Впрочем, если уж говорить откровенно, то в прошлом году я вынул из гнезда подросшею птенца; мне хотелось самому вскормить и приручить его, чтобы птица стала мне другом. Однако это благое намерение оказалось столь же неразумным, сколь и благим. Птенец не желал получать пищу из моих рук, не выказывал ни малейшей склонности подружиться со мной и вообще даже не смотрел на меня. Он сидел, уставясь взглядом перед собой или вовсе закрыв глаза. Через несколько дней я подложил его к другим птенцам, но он так и погиб, потому что родители перестали кормить его.

С тех пор я не прикасаюсь к гнезду и всегда с легким чувством стыда прохожу под балкой, где нахохлившись дремлют сипухи; они не боятся меня, хотя и внимательно провожают взглядом. Если в мышеловку попадалась мышь, я отдавал ее птицам, но они никогда не притрагивались к дарованной добыче. В то время я еще не знал, что совы едят лишь живую добычу, и воображал, будто они не могут простить мне гибели своего птенца.

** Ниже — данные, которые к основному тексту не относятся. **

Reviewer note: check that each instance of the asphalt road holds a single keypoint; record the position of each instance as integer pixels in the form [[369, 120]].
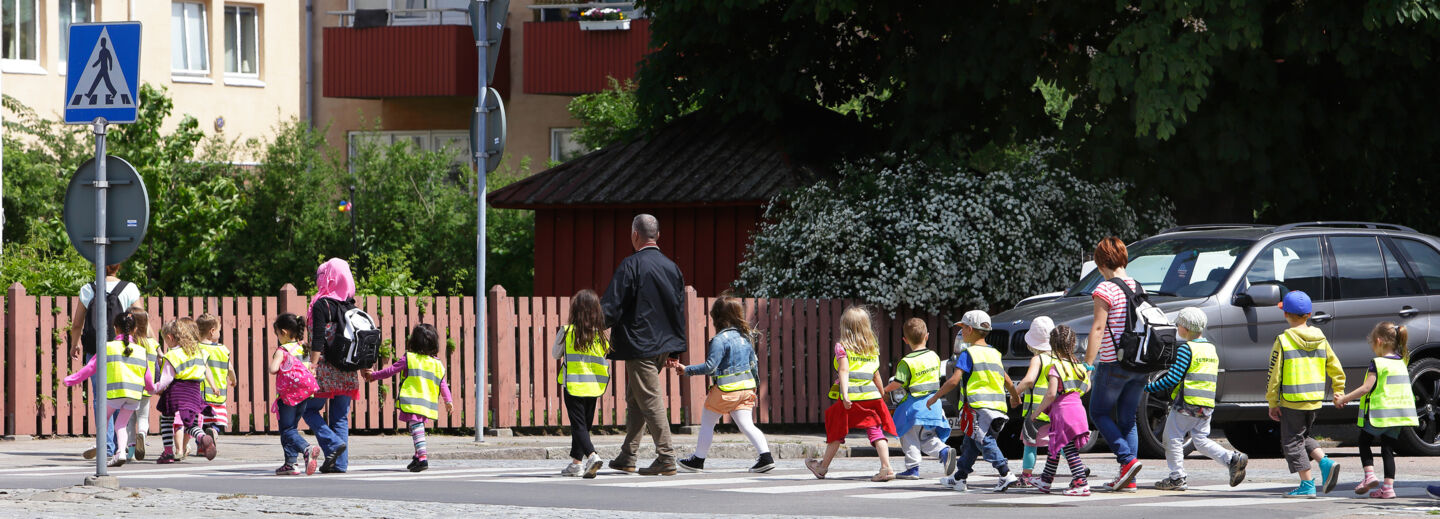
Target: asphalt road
[[727, 489]]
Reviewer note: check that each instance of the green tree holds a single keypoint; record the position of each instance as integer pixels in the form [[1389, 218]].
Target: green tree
[[1234, 108]]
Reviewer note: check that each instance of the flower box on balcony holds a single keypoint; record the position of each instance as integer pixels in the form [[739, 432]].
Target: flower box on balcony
[[604, 25]]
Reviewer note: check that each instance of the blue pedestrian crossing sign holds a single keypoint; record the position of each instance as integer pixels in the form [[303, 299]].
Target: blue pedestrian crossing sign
[[102, 75]]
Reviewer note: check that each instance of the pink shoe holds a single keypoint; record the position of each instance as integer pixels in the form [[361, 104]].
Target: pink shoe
[[1367, 485]]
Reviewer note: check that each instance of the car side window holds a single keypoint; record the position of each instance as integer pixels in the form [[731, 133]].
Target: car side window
[[1424, 260], [1292, 264], [1360, 267]]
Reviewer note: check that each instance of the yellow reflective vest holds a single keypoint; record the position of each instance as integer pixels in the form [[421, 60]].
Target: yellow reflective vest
[[421, 391], [985, 387], [1391, 402], [861, 376], [583, 374], [1198, 387], [124, 374]]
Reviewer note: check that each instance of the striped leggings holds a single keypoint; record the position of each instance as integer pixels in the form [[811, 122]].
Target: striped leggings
[[1077, 472]]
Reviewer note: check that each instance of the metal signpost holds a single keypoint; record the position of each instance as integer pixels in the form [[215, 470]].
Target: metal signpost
[[101, 88], [487, 142]]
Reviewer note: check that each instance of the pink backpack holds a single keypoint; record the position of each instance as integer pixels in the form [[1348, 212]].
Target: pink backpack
[[294, 382]]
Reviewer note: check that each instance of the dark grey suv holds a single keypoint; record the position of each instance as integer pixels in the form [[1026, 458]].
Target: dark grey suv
[[1357, 273]]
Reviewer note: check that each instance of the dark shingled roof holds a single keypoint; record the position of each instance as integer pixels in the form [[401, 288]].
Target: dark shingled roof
[[699, 159]]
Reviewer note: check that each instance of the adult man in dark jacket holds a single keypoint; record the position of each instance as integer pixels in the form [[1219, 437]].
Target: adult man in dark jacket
[[645, 310]]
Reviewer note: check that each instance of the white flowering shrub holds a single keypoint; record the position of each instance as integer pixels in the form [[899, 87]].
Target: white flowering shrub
[[902, 234]]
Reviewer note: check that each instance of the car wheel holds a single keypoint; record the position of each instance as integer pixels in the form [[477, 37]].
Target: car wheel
[[1259, 440], [1424, 382]]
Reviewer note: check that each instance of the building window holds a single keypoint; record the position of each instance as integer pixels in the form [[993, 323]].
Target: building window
[[189, 46], [20, 32], [563, 144], [242, 41], [72, 12]]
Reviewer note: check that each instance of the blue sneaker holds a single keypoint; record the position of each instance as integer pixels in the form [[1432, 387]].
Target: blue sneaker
[[1329, 475], [948, 460], [1305, 490]]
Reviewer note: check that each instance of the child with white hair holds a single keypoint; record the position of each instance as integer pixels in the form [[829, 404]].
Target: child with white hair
[[1191, 382]]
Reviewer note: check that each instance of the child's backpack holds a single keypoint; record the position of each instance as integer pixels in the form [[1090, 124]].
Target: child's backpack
[[1148, 342], [357, 345], [113, 310], [294, 382]]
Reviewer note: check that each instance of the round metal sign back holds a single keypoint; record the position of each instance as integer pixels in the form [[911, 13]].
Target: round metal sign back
[[127, 209]]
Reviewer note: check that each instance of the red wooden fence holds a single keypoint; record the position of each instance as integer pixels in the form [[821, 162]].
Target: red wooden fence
[[794, 358]]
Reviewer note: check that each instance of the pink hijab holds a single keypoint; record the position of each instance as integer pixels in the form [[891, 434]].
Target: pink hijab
[[333, 280]]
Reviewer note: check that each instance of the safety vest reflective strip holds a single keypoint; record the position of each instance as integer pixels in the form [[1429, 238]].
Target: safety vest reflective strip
[[186, 366], [985, 388], [1037, 392], [1198, 387], [421, 391], [925, 374], [219, 366], [1391, 402], [861, 378], [124, 375], [583, 375], [1302, 372]]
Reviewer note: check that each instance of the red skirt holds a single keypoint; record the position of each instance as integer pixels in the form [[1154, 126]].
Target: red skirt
[[863, 415]]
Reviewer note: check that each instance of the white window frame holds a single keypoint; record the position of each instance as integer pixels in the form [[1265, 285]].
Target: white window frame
[[241, 39], [22, 65], [205, 42], [65, 30]]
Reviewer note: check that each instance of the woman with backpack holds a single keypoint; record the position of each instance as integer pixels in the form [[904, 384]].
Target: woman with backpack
[[1116, 391], [336, 290]]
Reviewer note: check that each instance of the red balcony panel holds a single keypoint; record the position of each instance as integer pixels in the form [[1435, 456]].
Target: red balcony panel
[[403, 61], [563, 59]]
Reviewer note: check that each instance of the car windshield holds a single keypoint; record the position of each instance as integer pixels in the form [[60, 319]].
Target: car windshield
[[1181, 267]]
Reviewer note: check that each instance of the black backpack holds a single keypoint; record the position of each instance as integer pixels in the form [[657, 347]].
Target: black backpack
[[1148, 342], [354, 343], [111, 312]]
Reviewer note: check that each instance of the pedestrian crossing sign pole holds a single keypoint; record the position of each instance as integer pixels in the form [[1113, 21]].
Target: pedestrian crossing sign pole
[[101, 87]]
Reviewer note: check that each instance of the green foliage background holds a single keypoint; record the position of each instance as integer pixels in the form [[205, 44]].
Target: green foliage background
[[219, 228]]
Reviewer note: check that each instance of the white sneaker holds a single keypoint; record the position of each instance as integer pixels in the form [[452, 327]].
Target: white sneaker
[[1004, 483]]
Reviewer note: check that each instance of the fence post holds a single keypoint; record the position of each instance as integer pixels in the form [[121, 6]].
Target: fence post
[[501, 359], [693, 388], [19, 369]]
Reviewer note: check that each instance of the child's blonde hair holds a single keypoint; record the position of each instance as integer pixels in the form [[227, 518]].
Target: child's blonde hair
[[856, 335]]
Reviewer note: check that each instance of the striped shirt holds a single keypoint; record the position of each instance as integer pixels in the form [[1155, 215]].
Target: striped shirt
[[1115, 297]]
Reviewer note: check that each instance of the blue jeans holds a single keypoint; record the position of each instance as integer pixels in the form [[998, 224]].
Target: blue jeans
[[339, 417], [290, 438], [1113, 405], [988, 449]]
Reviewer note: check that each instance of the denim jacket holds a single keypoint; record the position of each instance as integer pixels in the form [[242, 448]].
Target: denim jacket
[[727, 353]]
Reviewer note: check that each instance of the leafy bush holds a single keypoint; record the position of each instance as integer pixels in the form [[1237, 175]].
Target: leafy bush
[[905, 234]]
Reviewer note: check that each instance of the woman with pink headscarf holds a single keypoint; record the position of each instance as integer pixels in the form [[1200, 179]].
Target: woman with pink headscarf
[[334, 289]]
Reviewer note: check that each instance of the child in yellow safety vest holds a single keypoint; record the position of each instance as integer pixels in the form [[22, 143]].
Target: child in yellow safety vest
[[1387, 405], [422, 389], [221, 368], [585, 375], [732, 362], [923, 430], [127, 378], [1036, 430], [857, 397], [1299, 362], [985, 411], [1191, 384]]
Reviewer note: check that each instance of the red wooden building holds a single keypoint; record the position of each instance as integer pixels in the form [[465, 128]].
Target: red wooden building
[[707, 182]]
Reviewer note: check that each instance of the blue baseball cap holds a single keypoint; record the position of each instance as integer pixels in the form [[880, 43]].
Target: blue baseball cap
[[1296, 303]]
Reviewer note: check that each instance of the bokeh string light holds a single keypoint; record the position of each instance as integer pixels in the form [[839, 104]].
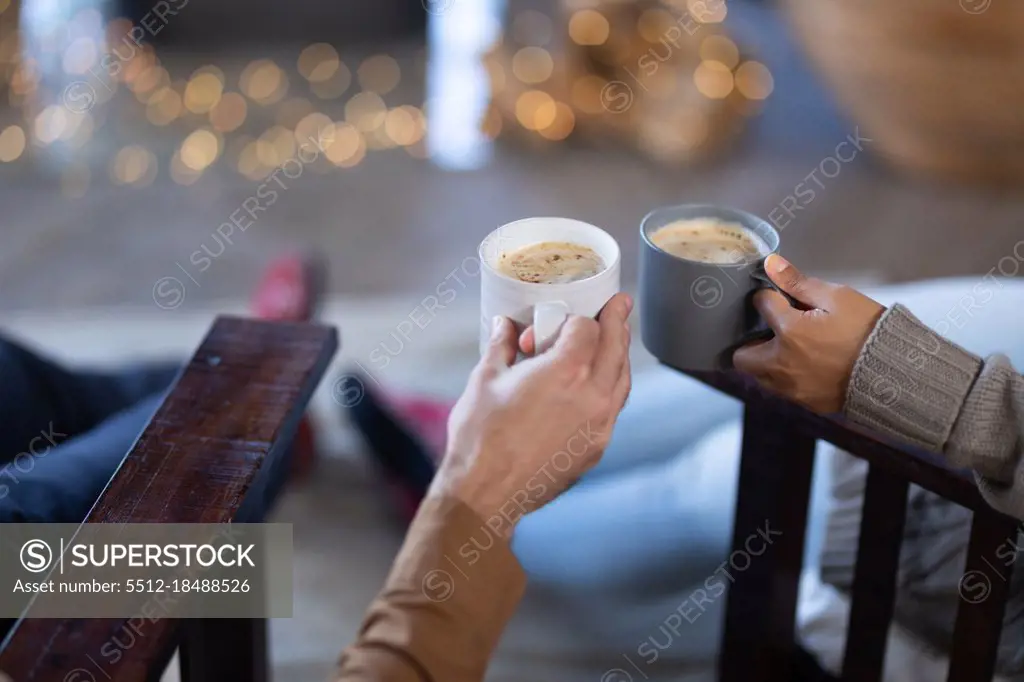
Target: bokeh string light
[[215, 124]]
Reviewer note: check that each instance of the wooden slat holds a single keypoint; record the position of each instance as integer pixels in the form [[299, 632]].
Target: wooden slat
[[203, 459], [918, 466], [983, 598], [873, 593], [774, 489]]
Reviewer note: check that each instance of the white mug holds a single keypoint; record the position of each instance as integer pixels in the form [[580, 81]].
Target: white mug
[[544, 305]]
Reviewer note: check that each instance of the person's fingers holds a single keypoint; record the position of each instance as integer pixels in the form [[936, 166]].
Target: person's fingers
[[501, 351], [527, 341], [775, 309], [755, 358], [623, 386], [577, 342], [613, 347], [810, 291]]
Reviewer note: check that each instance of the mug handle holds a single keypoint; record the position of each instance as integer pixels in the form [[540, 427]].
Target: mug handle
[[764, 282], [548, 320]]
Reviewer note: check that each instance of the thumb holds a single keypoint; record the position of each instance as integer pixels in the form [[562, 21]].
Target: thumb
[[810, 291], [504, 344]]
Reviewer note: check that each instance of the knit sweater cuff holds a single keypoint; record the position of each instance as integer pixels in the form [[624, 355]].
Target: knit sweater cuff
[[909, 382]]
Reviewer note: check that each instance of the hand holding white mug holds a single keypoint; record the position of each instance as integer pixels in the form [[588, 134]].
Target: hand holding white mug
[[522, 433], [814, 350]]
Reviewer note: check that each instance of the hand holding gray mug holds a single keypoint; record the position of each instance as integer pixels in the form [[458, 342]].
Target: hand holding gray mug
[[699, 267]]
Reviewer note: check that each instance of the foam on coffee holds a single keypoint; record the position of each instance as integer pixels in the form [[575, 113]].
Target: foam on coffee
[[551, 262], [710, 241]]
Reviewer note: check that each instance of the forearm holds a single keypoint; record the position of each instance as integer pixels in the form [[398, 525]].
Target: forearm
[[911, 383], [442, 609]]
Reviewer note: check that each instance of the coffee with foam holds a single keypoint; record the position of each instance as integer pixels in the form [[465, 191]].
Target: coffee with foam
[[551, 262]]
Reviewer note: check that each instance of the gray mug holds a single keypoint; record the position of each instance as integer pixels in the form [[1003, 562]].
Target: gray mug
[[693, 314]]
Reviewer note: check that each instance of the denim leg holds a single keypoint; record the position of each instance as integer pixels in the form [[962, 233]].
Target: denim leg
[[61, 484], [42, 403]]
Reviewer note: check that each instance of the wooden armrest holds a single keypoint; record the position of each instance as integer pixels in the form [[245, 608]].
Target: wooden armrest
[[776, 469], [205, 458], [914, 464]]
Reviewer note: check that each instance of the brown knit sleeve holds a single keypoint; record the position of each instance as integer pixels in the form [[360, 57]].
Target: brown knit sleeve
[[453, 589], [911, 383]]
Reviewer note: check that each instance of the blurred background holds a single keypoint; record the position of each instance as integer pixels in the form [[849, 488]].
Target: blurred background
[[156, 156]]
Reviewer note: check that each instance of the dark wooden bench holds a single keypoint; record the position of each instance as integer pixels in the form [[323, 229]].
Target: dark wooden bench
[[760, 642], [209, 456]]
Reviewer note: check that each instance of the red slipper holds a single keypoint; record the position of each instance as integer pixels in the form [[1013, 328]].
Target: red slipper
[[291, 291], [426, 418]]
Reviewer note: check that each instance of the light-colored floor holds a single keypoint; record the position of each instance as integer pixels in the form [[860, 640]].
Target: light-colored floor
[[344, 537], [398, 224]]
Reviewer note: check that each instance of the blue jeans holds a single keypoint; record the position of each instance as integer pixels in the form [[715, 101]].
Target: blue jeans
[[652, 522], [66, 432]]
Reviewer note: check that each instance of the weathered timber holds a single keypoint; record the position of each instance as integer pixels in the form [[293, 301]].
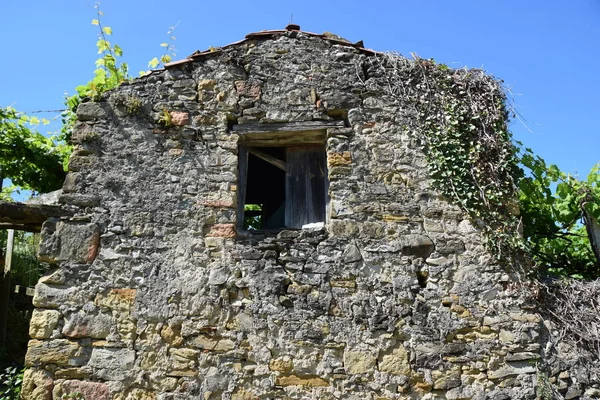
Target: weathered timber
[[270, 159], [28, 217]]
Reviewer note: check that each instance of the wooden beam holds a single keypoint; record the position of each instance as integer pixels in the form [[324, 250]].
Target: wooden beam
[[5, 294], [268, 158], [287, 127], [28, 217]]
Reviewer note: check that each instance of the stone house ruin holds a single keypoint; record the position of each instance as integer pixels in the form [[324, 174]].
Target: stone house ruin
[[256, 222]]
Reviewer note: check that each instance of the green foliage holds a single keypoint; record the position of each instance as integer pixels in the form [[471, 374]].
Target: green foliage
[[165, 118], [253, 221], [168, 54], [458, 119], [109, 73], [10, 383], [72, 396], [25, 272], [31, 160], [552, 219]]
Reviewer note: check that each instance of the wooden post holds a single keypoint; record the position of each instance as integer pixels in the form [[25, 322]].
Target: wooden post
[[5, 293]]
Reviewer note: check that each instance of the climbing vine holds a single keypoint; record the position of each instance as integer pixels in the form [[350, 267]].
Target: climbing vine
[[459, 118], [29, 159]]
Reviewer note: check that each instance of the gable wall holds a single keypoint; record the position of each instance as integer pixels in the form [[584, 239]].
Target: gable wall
[[156, 296]]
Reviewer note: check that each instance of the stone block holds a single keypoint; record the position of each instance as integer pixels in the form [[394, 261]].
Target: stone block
[[417, 245], [337, 159], [221, 230], [61, 352], [37, 385], [81, 324], [214, 344], [395, 361], [359, 362], [179, 118], [75, 242], [90, 111], [87, 390], [43, 323], [112, 363], [116, 299], [295, 380], [51, 296], [281, 364]]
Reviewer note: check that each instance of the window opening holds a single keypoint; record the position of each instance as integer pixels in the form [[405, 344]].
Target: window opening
[[282, 186]]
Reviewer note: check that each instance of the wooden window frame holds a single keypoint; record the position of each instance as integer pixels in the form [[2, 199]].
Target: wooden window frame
[[290, 135]]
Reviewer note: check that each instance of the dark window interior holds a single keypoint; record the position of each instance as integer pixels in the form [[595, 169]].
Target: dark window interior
[[285, 187], [265, 189]]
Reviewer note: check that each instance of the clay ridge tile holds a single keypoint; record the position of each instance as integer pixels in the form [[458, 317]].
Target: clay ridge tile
[[270, 34]]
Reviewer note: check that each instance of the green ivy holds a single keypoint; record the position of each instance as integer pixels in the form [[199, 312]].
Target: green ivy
[[459, 118], [28, 158], [11, 380]]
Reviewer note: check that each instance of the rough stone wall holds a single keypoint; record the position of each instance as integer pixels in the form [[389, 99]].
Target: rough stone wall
[[155, 295]]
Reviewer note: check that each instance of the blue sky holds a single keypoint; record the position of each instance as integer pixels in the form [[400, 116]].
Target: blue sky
[[546, 52]]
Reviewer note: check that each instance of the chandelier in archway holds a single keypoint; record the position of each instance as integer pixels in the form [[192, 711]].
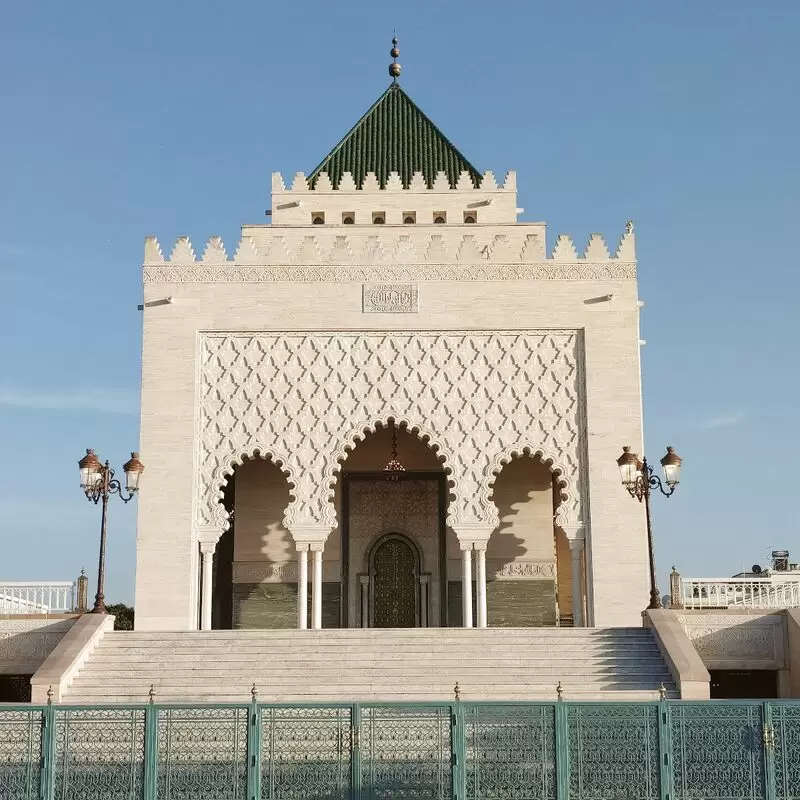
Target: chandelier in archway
[[393, 468]]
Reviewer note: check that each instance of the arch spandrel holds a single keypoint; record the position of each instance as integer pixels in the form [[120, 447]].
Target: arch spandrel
[[304, 398]]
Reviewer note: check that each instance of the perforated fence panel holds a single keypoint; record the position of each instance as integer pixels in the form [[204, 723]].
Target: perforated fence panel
[[712, 750]]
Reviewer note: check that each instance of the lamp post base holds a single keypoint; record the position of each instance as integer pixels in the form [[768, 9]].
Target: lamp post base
[[99, 605]]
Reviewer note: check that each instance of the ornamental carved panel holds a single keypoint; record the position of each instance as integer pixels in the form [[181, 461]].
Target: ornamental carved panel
[[724, 637], [305, 399]]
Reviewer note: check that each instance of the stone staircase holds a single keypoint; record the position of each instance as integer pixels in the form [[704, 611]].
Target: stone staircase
[[372, 665]]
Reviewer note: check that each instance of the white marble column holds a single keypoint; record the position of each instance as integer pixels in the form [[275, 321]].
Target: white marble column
[[480, 583], [207, 555], [316, 587], [424, 585], [466, 583], [302, 586], [576, 551], [364, 587]]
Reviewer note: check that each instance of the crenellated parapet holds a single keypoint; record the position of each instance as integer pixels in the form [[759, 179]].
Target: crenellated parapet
[[441, 183], [265, 253]]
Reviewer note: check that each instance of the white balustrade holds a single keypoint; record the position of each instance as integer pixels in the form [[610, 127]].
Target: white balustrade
[[710, 593], [23, 597]]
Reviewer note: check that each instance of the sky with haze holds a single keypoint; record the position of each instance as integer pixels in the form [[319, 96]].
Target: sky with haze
[[121, 120]]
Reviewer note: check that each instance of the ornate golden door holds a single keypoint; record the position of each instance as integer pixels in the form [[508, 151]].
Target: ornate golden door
[[394, 581]]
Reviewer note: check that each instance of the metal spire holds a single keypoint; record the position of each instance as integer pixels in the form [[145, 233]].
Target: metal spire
[[394, 67]]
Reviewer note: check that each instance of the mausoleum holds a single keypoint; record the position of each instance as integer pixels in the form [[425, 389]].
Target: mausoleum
[[396, 404]]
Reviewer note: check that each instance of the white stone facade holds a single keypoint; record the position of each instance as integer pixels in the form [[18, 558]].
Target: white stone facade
[[313, 335]]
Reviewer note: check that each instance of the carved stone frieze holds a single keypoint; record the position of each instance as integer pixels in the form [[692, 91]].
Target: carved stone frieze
[[389, 298], [305, 399], [735, 636], [26, 643], [243, 273], [499, 569], [264, 571]]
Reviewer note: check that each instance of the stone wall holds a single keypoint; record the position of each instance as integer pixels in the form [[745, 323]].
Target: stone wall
[[25, 642]]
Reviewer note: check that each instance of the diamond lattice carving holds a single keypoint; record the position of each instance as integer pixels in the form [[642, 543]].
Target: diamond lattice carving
[[304, 399]]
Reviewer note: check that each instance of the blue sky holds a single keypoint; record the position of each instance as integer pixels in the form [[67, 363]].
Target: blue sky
[[121, 120]]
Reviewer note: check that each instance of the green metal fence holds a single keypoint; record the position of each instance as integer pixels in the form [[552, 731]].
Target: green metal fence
[[670, 750]]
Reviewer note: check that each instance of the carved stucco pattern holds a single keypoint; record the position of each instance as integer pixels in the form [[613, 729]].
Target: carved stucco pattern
[[305, 399]]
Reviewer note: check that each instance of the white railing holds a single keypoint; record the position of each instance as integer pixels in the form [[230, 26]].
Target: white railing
[[739, 593], [22, 597]]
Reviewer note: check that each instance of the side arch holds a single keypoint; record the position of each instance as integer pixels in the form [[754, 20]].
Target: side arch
[[350, 439], [225, 469], [565, 480]]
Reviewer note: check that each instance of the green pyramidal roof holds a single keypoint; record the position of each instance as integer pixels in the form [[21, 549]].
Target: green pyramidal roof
[[394, 136]]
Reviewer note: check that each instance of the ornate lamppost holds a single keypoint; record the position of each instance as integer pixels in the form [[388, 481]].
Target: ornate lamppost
[[640, 480], [98, 484]]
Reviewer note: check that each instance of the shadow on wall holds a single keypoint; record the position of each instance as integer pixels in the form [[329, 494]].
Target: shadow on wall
[[255, 570], [523, 495]]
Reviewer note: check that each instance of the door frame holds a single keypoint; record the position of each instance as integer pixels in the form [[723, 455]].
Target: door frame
[[407, 540], [440, 477]]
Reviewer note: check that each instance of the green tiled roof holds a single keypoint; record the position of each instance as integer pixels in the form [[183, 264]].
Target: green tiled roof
[[394, 136]]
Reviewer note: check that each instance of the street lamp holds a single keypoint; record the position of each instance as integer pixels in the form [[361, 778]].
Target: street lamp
[[640, 480], [98, 483]]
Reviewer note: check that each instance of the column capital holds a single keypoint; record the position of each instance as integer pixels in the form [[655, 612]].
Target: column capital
[[310, 534], [208, 548], [574, 530], [473, 535], [576, 545], [208, 535]]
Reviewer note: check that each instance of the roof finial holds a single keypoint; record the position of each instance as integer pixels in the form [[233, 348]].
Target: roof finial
[[394, 67]]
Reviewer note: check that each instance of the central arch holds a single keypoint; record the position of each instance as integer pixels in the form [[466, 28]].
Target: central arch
[[405, 512], [394, 570]]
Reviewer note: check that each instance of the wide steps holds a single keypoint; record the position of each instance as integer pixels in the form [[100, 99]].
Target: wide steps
[[346, 665]]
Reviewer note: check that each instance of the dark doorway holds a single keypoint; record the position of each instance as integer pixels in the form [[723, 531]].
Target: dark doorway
[[394, 565], [730, 684], [222, 595], [439, 511], [15, 688]]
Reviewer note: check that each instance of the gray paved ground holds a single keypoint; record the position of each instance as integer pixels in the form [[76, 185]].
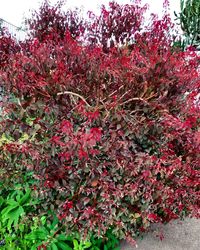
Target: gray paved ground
[[178, 235]]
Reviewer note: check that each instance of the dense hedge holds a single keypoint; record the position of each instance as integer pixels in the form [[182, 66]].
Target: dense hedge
[[104, 111]]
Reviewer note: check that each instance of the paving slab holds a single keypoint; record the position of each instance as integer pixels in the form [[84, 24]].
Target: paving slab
[[178, 235]]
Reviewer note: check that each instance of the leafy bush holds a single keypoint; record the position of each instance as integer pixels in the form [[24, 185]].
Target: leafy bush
[[22, 227], [108, 120]]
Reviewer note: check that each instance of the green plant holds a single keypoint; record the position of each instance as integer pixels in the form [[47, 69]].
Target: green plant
[[189, 20]]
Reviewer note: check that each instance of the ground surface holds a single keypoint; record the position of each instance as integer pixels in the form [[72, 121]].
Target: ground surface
[[178, 235]]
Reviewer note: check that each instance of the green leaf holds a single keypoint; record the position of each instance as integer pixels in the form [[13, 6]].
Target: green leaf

У дымохода я останавливался и прислушивался, как зверь, попавший в незнакомый лес. Каждой нервной клеточкой я впитывал в себя едва слышные шорохи и лишь затем опускался в большое кресло, одну из ножек которого заменяли три уложенные столбиком кирпича.

Здесь начинался тенистый сумрак, и мне казалось, что и сам я обращаюсь в тень.

Я все глубже погружался в полумрак и тишину, и какой-то сонный, блаженный покой замедлял биение моего сердца. Но это блаженство не имело ничего общего с дневными житейскими радостями, оно скорее напоминало сонную истому - извечную, неуловимую и все же реально существующую.

Я сидел, не сводя глаз с полоски яркого света, пробивавшегося сквозь щель в разбитой черепице. В этой ослепительной полоске мириадами звезд плясали пылинки; они зарождались на свету и гибли, достигнув границы света и мрака. Стоило подуть на них, и пляска их бешено ускорялась, и было им несть числа.

Эта полоска света, кроме того, служила мне и часовой стрелкой: когда она подбиралась к горлышку кувшина с отбитой ручкой, наступал полдень, и можно было ждать колокольного звона. Сейчас, по моим представлениям, было часов одиннадцать.

Однако эти мысли возникали лишь мимоходом, а основная и главная моя дума была прикована к бабушкиной шкатулке с письмами. Шкатулка, хоть и небольшая, была обтянута кожей, прочной, как кость, и окована железом. Замок на ней совершенно потемнел от времени и, если учесть, что бабушка даже ключ от него держала в отдельной коробке среди прочих дорогих ее сердцу предметов, по всей вероятности, она охраняла глубокие тайны.

Что же там может быть? - размышлял я и лениво теребил замок ногой, поддев большим пальцем его дужку. - Может, и деньги, золото какое помимо писем. А что в шкатулке хранятся письма - не подлежало сомнению, поскольку бабушка раза два в году взбиралась на чердак со словами: "Пойду уберу свои бумаги".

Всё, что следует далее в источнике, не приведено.